Suspended ANC secretary general Ace Magashule defied KwaZulu-Natal’s provincial leaders by speaking to Jacob Zuma’s supporters after the former president appeared in court on Monday despite an agreement not to do so. By doing so he also broke his suspension orders.
Zuma appeared in the high court in Pietermaritzburg on the first day of his trial for corruption and fraud charges related to the arms deal procurement in the late 1990s.
ANC provincial secretary Mdumiseni Ntuli told the Mail & Guardian that the provincial leadership had advised Magashule against addressing supporters.
“There is a position of the provincial executive committee to have ANC KwaZulu-Natal leaders attending the court case. This position was also reported to and endorsed by our national leadership,” he said.
“Clearly, we were convinced that given the current challenges faced by the SG [secretary general] it would be inappropriate for him to also address an ANC platform as a matter of principle. We comradely gave the advice to the SG and he made his choice to proceed and address.”
A party provincial leader, who attended Zuma’s court appearance, said Ntuli and provincial chairperson Sihle Zikalala spoke to Magashule and called on him not to divide the ANC in the province.
“The request by comrade Ntuli and Zikalala was very clear. They had a meeting with him and he agreed that he would not address the crowd. It was a surprise to us when Tony Yengeni gave him the microphone. Ntuli will take this matter up with the national officials,” the provincial leader said.
In what has become a trend, party leaders who are allies of Zuma, came to support him in what is perceived as a way of showing political force.
National executive committee member Yengeni, Magashule, suspended NEC member Bongani Bongo, Carl Niehaus of the uMkhonto weSizwe Military Veterans’ Association, and former North West premier Supra Mahumapelo were some of the party leaders who came out to support him.
The ANC’s provincial leadership had permission from the top officials to attend the court case. This, they said, was a strategy for the ANC in the province to control the narrative of Zuma’s court appearance away from the “radical” economic transformation faction.
This strategy was thwarted when Yengeni insisted that Magashule address supporters.
Yengeni said: “We are going to take these people inside the ANC, toe to toe. We fear no one. Comrades must disabuse themselves that when they speak we shiver. We are not afraid.”
Magashule told supporters that nobody can ban or remove him from the ANC. He then said he would bring the whole might of the Free State to Zuma’s next court appearance on May 26.
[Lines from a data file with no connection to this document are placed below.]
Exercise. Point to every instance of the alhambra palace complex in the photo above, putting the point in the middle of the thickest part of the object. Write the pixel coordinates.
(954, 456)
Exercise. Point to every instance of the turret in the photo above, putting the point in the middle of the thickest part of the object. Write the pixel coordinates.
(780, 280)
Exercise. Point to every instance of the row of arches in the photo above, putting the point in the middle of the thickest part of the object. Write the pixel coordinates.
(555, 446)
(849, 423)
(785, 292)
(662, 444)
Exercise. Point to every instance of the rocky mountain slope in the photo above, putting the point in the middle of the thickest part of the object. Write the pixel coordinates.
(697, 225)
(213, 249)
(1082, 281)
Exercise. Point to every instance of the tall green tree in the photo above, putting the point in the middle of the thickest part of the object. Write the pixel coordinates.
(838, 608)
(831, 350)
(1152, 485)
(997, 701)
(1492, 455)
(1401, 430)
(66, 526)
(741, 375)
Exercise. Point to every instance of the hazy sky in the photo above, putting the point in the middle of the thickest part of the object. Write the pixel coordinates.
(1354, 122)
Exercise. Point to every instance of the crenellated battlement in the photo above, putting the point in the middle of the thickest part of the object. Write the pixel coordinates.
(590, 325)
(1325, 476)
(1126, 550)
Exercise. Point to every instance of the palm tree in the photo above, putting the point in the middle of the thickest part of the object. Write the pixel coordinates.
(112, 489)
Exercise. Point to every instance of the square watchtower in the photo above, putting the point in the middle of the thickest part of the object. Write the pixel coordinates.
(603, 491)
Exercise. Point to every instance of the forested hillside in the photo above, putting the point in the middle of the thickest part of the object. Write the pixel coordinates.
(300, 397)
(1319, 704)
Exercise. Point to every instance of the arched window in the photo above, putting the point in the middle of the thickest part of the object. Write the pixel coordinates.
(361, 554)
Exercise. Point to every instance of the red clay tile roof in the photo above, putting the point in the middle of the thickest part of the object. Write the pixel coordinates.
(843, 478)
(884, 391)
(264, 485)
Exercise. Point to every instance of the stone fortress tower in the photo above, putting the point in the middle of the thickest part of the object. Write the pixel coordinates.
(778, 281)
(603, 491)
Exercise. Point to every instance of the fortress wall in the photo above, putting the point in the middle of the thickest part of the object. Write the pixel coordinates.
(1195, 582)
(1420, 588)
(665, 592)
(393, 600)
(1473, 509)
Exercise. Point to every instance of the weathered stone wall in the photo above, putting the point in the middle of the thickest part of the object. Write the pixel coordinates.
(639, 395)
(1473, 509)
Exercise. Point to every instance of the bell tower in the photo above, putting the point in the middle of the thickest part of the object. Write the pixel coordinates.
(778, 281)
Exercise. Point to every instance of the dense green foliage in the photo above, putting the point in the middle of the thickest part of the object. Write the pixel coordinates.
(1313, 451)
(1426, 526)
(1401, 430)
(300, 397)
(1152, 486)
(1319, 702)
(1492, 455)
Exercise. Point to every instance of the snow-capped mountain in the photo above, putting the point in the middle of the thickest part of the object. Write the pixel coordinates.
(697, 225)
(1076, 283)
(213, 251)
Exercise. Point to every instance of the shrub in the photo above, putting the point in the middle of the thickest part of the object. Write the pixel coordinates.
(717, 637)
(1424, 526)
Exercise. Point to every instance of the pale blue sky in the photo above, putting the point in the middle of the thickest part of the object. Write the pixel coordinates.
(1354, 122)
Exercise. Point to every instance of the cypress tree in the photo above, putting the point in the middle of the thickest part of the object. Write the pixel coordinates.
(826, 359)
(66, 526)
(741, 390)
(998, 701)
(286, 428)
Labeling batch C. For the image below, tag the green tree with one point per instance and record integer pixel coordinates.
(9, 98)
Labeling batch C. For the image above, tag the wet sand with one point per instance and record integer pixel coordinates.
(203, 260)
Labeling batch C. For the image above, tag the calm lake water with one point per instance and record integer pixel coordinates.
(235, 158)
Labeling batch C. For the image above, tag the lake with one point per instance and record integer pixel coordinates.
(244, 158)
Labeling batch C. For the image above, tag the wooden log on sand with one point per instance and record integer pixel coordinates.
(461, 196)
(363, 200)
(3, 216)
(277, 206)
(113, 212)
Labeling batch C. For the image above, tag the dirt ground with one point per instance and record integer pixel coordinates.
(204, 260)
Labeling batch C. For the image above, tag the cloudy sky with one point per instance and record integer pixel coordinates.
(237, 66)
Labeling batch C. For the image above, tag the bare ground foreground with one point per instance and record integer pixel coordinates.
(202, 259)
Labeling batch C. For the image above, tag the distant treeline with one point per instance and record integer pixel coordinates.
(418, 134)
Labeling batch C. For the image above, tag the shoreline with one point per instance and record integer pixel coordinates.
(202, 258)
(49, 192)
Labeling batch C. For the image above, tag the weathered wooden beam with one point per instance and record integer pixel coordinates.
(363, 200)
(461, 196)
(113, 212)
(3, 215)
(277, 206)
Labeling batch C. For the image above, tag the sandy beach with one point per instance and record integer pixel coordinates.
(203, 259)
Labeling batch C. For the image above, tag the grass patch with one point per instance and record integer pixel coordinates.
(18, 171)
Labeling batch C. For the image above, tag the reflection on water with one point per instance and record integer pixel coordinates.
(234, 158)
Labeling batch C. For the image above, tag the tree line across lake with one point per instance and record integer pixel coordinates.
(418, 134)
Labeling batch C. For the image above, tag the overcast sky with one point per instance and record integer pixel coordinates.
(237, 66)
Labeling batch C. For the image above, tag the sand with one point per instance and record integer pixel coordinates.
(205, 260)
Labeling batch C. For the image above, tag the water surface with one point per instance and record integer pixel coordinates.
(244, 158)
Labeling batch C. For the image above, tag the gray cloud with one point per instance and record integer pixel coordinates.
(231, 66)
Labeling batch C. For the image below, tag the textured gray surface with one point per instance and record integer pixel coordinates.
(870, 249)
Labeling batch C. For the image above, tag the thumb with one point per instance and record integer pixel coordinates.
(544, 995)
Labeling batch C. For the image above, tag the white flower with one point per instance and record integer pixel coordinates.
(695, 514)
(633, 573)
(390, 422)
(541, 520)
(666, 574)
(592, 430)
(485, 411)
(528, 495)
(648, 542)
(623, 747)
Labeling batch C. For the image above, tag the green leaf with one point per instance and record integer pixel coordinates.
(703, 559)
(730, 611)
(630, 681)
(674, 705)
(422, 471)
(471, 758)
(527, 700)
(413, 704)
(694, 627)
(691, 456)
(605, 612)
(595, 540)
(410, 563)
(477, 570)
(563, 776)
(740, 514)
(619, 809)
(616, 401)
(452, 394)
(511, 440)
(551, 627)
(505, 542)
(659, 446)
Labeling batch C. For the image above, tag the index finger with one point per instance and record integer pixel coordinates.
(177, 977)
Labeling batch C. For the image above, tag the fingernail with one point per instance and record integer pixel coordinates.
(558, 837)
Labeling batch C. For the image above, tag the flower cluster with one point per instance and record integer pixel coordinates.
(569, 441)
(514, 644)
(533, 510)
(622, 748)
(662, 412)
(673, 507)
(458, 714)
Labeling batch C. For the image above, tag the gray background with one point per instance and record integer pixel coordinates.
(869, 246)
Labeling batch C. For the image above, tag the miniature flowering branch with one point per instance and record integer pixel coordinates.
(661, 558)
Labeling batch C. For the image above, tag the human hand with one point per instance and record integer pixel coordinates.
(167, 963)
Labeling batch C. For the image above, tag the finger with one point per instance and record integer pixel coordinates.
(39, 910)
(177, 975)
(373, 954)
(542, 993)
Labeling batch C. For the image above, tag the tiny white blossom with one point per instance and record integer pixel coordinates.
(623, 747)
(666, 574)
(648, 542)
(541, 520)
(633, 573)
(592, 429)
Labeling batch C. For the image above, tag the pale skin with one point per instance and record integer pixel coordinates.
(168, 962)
Ntuli said the provincial leadership was concerned about Magashule’s plan to mobilise members in the Free State “to descend to Pietermaritzburg next week in the midst of the coronavirus pandemic and possibly a third wave” .
Magashule was suspended earlier this month pending his own court case. The secretary general is facing charges of corruption, fraud and money laundering in connection with the asbestos project in the Free State. He was ordered not to make public pronouncements on matters related to the organisation.
He was also warned not to mobilise ANC structures or any individuals or organisations on any issue, including his suspension and the instruction to step aside.
In a notice of a motion Magashule said he would bring an application asking that the ANC’s step-aside resolution be declared “unlawful, unconstitutional, invalid and null”.
He also wants the court to lift his suspension as secretary general and restore all his rights in the party that he held until 5 May — the date when the letter of suspension was served on him.